Trams in Edinburgh will make a “significant” contribution to cutting the Scottish capital’s carbon footprint, a conference has been told.
City of Edinburgh Council chief executive Sue Bruce said although the scheme had been controversial, it would make the city greener by reducing car use and convincing more people to use public transport.
Princes Street is set to open to buses and taxis on Saturday 30 June and trams should be in operation by summer 2014.
York Place is due to close for more than a year, to allow the laying of tram tracks, but Princes Street will be open west of Waverley Bridge, along with The Mound.

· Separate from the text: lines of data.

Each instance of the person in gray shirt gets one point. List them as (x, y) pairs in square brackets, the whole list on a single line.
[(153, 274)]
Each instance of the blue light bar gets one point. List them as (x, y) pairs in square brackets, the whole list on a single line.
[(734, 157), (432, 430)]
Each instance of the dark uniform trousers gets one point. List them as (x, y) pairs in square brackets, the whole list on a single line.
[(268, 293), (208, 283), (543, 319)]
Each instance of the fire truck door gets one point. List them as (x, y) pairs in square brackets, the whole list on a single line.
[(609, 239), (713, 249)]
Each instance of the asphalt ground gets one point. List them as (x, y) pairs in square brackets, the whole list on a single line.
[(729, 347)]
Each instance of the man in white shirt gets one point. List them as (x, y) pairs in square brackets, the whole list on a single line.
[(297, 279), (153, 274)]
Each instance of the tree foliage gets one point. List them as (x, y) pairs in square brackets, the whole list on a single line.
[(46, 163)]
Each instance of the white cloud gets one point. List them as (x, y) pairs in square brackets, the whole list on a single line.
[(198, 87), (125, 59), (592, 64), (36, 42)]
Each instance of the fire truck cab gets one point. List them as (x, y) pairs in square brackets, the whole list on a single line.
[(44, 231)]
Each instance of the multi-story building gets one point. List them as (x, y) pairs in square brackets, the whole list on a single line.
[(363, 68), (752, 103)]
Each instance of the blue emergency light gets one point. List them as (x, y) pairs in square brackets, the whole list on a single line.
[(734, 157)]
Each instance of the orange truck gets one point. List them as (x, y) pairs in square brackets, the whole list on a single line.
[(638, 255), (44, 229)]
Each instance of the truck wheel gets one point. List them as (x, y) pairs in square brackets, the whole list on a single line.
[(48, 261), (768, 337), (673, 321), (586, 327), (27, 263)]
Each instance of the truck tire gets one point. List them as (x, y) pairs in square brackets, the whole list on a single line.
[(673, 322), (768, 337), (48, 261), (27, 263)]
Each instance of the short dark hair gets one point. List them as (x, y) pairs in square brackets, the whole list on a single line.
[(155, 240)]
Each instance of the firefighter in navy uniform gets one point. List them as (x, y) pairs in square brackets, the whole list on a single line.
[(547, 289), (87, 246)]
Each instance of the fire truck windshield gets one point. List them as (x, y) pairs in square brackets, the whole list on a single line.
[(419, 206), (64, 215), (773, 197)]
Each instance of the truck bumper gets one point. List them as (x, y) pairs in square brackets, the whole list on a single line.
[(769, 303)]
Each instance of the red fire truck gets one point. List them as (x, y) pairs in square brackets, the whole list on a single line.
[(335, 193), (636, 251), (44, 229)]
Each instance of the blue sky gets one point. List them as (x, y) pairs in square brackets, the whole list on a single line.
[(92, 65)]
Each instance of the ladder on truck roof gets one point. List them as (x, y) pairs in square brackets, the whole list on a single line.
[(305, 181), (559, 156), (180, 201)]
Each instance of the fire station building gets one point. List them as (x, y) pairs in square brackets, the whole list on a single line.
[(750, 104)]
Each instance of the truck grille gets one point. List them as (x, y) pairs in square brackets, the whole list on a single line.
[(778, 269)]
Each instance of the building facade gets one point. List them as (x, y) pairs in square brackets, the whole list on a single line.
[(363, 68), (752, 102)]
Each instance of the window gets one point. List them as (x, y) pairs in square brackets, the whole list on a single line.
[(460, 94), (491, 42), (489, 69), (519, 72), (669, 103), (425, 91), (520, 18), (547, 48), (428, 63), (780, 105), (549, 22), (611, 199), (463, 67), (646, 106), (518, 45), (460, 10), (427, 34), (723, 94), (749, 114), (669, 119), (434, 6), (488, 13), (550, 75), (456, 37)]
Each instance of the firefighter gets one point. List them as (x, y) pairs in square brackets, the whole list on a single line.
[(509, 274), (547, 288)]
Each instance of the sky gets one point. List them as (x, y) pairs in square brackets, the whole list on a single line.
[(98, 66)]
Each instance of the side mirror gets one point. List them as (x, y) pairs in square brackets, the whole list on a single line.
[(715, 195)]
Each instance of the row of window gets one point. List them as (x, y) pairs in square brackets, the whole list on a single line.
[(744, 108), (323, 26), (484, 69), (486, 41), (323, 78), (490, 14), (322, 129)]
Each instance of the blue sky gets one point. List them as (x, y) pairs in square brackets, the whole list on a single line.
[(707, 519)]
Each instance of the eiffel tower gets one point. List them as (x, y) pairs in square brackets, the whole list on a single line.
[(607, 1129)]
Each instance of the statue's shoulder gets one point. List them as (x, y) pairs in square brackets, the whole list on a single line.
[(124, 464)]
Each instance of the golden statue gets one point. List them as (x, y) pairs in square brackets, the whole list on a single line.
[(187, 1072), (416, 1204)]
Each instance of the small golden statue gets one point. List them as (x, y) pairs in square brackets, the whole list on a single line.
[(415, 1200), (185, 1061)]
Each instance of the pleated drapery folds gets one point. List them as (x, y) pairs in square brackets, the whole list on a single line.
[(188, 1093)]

Bruce said progress was being made and told delegates: “If you happen to be back in Edinburgh this time in summer 2014, you should be able to ride on a tram as a revenue paying member of the public.

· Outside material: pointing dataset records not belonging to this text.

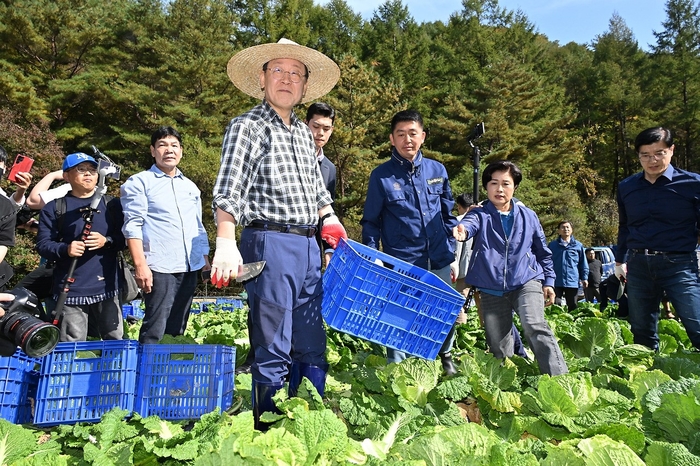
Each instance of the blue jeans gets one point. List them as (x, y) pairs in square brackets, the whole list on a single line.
[(393, 355), (167, 305), (105, 316), (528, 302), (647, 278)]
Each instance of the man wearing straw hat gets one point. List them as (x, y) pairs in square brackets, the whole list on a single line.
[(269, 182)]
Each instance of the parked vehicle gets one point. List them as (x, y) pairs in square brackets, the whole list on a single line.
[(605, 255)]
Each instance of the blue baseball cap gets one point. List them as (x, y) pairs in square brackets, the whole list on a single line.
[(76, 159)]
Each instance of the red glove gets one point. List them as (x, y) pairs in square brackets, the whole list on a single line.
[(332, 232)]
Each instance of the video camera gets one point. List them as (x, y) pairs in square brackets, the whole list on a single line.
[(477, 132), (20, 325), (105, 166)]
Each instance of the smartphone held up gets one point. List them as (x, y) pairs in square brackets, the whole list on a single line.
[(22, 164)]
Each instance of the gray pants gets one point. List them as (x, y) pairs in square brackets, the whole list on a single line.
[(528, 302), (107, 316)]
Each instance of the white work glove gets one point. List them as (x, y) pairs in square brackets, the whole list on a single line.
[(621, 272), (227, 260), (454, 271)]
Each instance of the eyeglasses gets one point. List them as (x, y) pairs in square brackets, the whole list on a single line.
[(658, 155), (84, 170), (278, 74)]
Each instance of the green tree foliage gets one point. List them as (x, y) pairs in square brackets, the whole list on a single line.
[(675, 72), (81, 72), (364, 105)]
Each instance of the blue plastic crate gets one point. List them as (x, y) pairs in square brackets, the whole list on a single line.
[(201, 306), (184, 381), (19, 377), (229, 304), (397, 305), (133, 310), (81, 381)]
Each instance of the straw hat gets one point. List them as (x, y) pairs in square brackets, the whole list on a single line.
[(244, 68)]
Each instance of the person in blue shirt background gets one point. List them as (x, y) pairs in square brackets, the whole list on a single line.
[(165, 235), (570, 264), (659, 210), (409, 211)]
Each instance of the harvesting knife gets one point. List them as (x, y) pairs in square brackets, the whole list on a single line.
[(250, 270), (621, 289)]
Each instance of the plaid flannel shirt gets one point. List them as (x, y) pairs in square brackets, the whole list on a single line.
[(269, 172)]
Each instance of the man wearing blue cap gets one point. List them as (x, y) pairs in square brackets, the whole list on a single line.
[(60, 239)]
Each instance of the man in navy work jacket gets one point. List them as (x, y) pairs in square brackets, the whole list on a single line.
[(409, 210), (270, 183), (570, 264), (659, 210)]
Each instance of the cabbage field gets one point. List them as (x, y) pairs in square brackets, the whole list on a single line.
[(621, 404)]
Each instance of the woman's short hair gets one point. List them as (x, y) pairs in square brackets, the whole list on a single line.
[(501, 166)]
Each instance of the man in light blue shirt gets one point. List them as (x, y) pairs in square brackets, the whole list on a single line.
[(164, 231)]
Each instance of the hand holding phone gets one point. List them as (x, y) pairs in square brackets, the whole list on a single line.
[(22, 164)]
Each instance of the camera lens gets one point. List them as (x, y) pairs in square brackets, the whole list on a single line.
[(36, 337)]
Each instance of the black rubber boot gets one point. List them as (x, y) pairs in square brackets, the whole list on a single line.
[(245, 367), (447, 365), (262, 402)]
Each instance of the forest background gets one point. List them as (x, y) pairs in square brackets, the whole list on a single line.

“The tram which has brought about much controversy in Edinburgh is going to contribute quite substantially to the city’s ability to reduce its carbon footprint and make a sea change in people’s attitude to car travel.
“The original business case for the tram anticipated a 20 per cent modal shift, particularly from private car drivers to public transport including the tram. Which will be powered by electricity and will be clean, green and silent.”

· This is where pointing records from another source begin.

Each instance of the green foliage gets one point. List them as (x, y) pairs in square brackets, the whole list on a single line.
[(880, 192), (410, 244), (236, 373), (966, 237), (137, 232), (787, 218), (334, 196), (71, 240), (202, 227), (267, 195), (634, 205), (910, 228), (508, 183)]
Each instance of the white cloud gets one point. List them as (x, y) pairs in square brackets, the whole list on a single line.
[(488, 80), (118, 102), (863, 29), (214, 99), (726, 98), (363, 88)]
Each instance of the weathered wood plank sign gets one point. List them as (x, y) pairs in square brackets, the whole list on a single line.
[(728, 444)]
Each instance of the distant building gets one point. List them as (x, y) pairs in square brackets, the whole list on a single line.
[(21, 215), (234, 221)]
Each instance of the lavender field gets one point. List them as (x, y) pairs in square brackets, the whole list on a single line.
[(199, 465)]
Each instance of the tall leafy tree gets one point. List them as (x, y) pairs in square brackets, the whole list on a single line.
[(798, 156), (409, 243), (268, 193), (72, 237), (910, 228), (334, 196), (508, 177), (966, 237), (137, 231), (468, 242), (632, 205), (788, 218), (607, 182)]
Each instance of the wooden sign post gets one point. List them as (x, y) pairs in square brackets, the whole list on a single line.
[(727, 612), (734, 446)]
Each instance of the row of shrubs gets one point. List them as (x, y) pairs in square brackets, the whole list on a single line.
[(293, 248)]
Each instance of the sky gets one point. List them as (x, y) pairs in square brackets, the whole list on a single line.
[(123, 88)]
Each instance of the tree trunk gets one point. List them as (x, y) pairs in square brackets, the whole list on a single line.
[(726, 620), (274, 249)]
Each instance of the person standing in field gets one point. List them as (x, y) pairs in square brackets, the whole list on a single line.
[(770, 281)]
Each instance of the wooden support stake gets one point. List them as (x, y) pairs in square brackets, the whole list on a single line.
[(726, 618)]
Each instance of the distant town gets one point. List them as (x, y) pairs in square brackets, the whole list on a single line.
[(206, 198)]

“The motivation for that from the City of Edinburgh Council is manyfold: to reduce congestion; to be a more environmentally sensitive city; and to encourage mass transit in the city.”
During her speech to the conference she said progress was being made across all 32 councils to cutting carbon emissions by 2020.
She said that under the UK Government’s Green Deal, members of the Scottish Cities Alliance – which includes all of the country’s seven cities – were considering a bid that would see “retrofitting” programmes in as many as ,000 council and socially-rented homes, making them more energy efficient.
She said this would help reduce their carbon footprint, but would also ease costs for the 35 per cent of population currently living in fuel poverty – bringing “real human benefits, where people can be helped to live more comfortable lives.” The Scottish Government has set targets to cut emissions by 42 per cent by 2020 and 80 per cent by 2050.
Other speakers at the conference, held at Edinburgh’s Our Dynamic Earth, included Environment Minister Stewart Stevenson and co-chair of the Energy Advisory Group Jim McDonald.